Novembre est déjà là, et pour le #TourDeMarché de cette semaine, on va faire un point rapide sur ce que l’on sait aujourd’hui du Pass Culture, et de son impact (réel ou supposé) sur le marché de la bande dessinée. C’est parti !
Vendredi dernier, les débats à l’Assemblée Nationale portant sur le projet de loi des finances s’intéressaient au budget de la culture, quand la députée Caroline Parmentier (RN) a abordé la question du Pass Culture et de son utilisation par ses bénéficiaires (je découvre avec émerveillement que tout ces échanges sont soigneusement consignés et retranscrits ici).

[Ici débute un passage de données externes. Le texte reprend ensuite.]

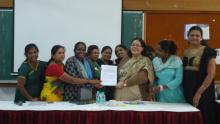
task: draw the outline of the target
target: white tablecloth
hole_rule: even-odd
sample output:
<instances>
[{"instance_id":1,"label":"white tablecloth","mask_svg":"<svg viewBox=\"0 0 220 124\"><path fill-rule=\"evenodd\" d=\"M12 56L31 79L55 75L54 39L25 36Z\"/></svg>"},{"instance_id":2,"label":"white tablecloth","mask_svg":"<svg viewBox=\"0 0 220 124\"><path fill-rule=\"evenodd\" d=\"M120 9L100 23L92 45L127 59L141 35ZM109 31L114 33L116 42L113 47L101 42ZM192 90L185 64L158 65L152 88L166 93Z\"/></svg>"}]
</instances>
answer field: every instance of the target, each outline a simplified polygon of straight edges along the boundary
<instances>
[{"instance_id":1,"label":"white tablecloth","mask_svg":"<svg viewBox=\"0 0 220 124\"><path fill-rule=\"evenodd\" d=\"M26 102L22 106L14 104L12 101L0 101L0 110L33 110L33 111L53 111L53 110L82 110L82 111L168 111L168 112L196 112L197 108L187 103L159 103L144 102L144 104L124 104L123 102L114 102L113 105L76 105L69 102Z\"/></svg>"}]
</instances>

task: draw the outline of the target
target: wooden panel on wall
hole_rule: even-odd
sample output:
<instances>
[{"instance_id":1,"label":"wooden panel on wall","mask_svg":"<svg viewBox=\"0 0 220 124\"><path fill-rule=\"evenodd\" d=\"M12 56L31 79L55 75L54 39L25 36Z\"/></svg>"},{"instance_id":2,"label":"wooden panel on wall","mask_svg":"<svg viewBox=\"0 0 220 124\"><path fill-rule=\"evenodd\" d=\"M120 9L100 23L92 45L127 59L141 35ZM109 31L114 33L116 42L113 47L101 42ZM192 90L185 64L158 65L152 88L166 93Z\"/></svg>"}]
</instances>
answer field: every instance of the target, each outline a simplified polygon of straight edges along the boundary
<instances>
[{"instance_id":1,"label":"wooden panel on wall","mask_svg":"<svg viewBox=\"0 0 220 124\"><path fill-rule=\"evenodd\" d=\"M13 0L0 0L0 7L3 8L13 7Z\"/></svg>"},{"instance_id":2,"label":"wooden panel on wall","mask_svg":"<svg viewBox=\"0 0 220 124\"><path fill-rule=\"evenodd\" d=\"M123 9L220 11L220 0L123 0Z\"/></svg>"},{"instance_id":3,"label":"wooden panel on wall","mask_svg":"<svg viewBox=\"0 0 220 124\"><path fill-rule=\"evenodd\" d=\"M155 47L161 39L172 39L178 46L178 55L182 56L188 46L184 40L185 24L209 24L209 46L220 48L220 13L195 12L146 12L145 13L145 40ZM216 79L220 80L220 65L217 65Z\"/></svg>"},{"instance_id":4,"label":"wooden panel on wall","mask_svg":"<svg viewBox=\"0 0 220 124\"><path fill-rule=\"evenodd\" d=\"M220 0L122 0L123 10L220 11ZM13 0L0 0L0 7L13 7Z\"/></svg>"},{"instance_id":5,"label":"wooden panel on wall","mask_svg":"<svg viewBox=\"0 0 220 124\"><path fill-rule=\"evenodd\" d=\"M124 10L183 10L183 0L123 0Z\"/></svg>"},{"instance_id":6,"label":"wooden panel on wall","mask_svg":"<svg viewBox=\"0 0 220 124\"><path fill-rule=\"evenodd\" d=\"M184 10L220 11L220 0L184 0Z\"/></svg>"}]
</instances>

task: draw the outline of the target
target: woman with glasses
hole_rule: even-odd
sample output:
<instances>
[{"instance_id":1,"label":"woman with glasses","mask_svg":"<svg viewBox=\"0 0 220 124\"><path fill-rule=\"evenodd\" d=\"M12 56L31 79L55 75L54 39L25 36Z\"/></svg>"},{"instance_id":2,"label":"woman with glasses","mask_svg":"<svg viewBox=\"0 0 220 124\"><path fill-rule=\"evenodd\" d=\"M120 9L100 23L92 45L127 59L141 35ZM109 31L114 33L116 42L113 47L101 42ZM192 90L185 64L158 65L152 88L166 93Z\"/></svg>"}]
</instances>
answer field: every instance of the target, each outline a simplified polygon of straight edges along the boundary
<instances>
[{"instance_id":1,"label":"woman with glasses","mask_svg":"<svg viewBox=\"0 0 220 124\"><path fill-rule=\"evenodd\" d=\"M146 57L146 45L140 38L131 43L131 58L118 70L115 99L119 101L152 100L148 87L154 81L151 60Z\"/></svg>"}]
</instances>

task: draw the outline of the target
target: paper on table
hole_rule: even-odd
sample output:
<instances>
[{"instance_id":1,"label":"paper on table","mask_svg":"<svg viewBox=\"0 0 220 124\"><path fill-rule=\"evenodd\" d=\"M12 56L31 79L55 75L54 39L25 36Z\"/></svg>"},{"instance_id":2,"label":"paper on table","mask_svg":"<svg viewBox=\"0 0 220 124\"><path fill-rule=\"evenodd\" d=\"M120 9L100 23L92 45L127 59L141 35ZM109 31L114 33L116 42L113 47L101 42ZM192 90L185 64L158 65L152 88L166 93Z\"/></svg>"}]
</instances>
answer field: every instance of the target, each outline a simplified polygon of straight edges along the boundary
<instances>
[{"instance_id":1,"label":"paper on table","mask_svg":"<svg viewBox=\"0 0 220 124\"><path fill-rule=\"evenodd\" d=\"M103 86L116 86L117 84L117 66L102 65L101 81Z\"/></svg>"},{"instance_id":2,"label":"paper on table","mask_svg":"<svg viewBox=\"0 0 220 124\"><path fill-rule=\"evenodd\" d=\"M39 106L39 105L47 105L47 102L43 101L28 101L23 104L24 106Z\"/></svg>"},{"instance_id":3,"label":"paper on table","mask_svg":"<svg viewBox=\"0 0 220 124\"><path fill-rule=\"evenodd\" d=\"M217 50L216 64L220 64L220 49Z\"/></svg>"}]
</instances>

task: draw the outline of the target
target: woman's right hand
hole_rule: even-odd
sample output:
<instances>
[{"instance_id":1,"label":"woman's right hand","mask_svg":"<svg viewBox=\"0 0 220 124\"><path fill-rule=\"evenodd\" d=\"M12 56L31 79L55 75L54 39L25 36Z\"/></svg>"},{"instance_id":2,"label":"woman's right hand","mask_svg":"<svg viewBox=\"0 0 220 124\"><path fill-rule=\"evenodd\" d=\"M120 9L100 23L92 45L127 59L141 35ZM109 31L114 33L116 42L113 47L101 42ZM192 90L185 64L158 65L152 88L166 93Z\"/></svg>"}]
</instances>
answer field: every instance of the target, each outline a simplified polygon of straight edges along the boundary
<instances>
[{"instance_id":1,"label":"woman's right hand","mask_svg":"<svg viewBox=\"0 0 220 124\"><path fill-rule=\"evenodd\" d=\"M160 92L160 87L159 86L153 86L149 89L150 93L156 94Z\"/></svg>"},{"instance_id":2,"label":"woman's right hand","mask_svg":"<svg viewBox=\"0 0 220 124\"><path fill-rule=\"evenodd\" d=\"M39 98L36 98L36 97L31 99L31 101L39 101L39 100L40 100L40 99L39 99Z\"/></svg>"},{"instance_id":3,"label":"woman's right hand","mask_svg":"<svg viewBox=\"0 0 220 124\"><path fill-rule=\"evenodd\" d=\"M116 88L121 89L124 86L125 81L119 81L116 85Z\"/></svg>"},{"instance_id":4,"label":"woman's right hand","mask_svg":"<svg viewBox=\"0 0 220 124\"><path fill-rule=\"evenodd\" d=\"M101 81L100 80L88 80L88 83L90 83L90 84L100 84Z\"/></svg>"},{"instance_id":5,"label":"woman's right hand","mask_svg":"<svg viewBox=\"0 0 220 124\"><path fill-rule=\"evenodd\" d=\"M103 88L103 85L102 84L95 84L95 87L98 89L101 89L101 88Z\"/></svg>"}]
</instances>

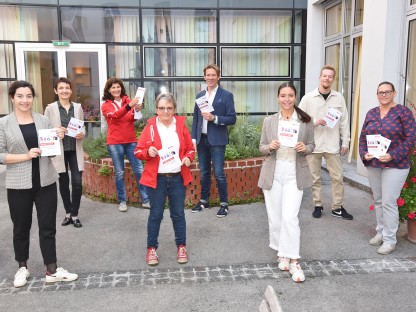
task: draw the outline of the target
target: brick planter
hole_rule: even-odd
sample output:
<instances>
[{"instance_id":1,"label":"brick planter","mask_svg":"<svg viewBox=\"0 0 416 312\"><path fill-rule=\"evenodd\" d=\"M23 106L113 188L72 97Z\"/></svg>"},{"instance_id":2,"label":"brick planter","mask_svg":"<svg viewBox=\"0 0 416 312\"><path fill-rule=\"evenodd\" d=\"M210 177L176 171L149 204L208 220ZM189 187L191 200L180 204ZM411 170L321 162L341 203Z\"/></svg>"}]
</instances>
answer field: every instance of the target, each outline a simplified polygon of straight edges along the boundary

Je cite Mme Parmentier : « Le pass culture, doté d’un budget considérable de 208,5 millions d’euros, est une initiative intéressante pour peu qu’elle soit destinée à des activités réellement culturelles. » Et de continuer : « L’amendement d’appel […] propose de conditionner les crédits du pass culture à des activités et des achats réellement culturels et de réorienter l’utilisation du pass vers la littérature, le théâtre, les musées ou les concerts de musique classique. »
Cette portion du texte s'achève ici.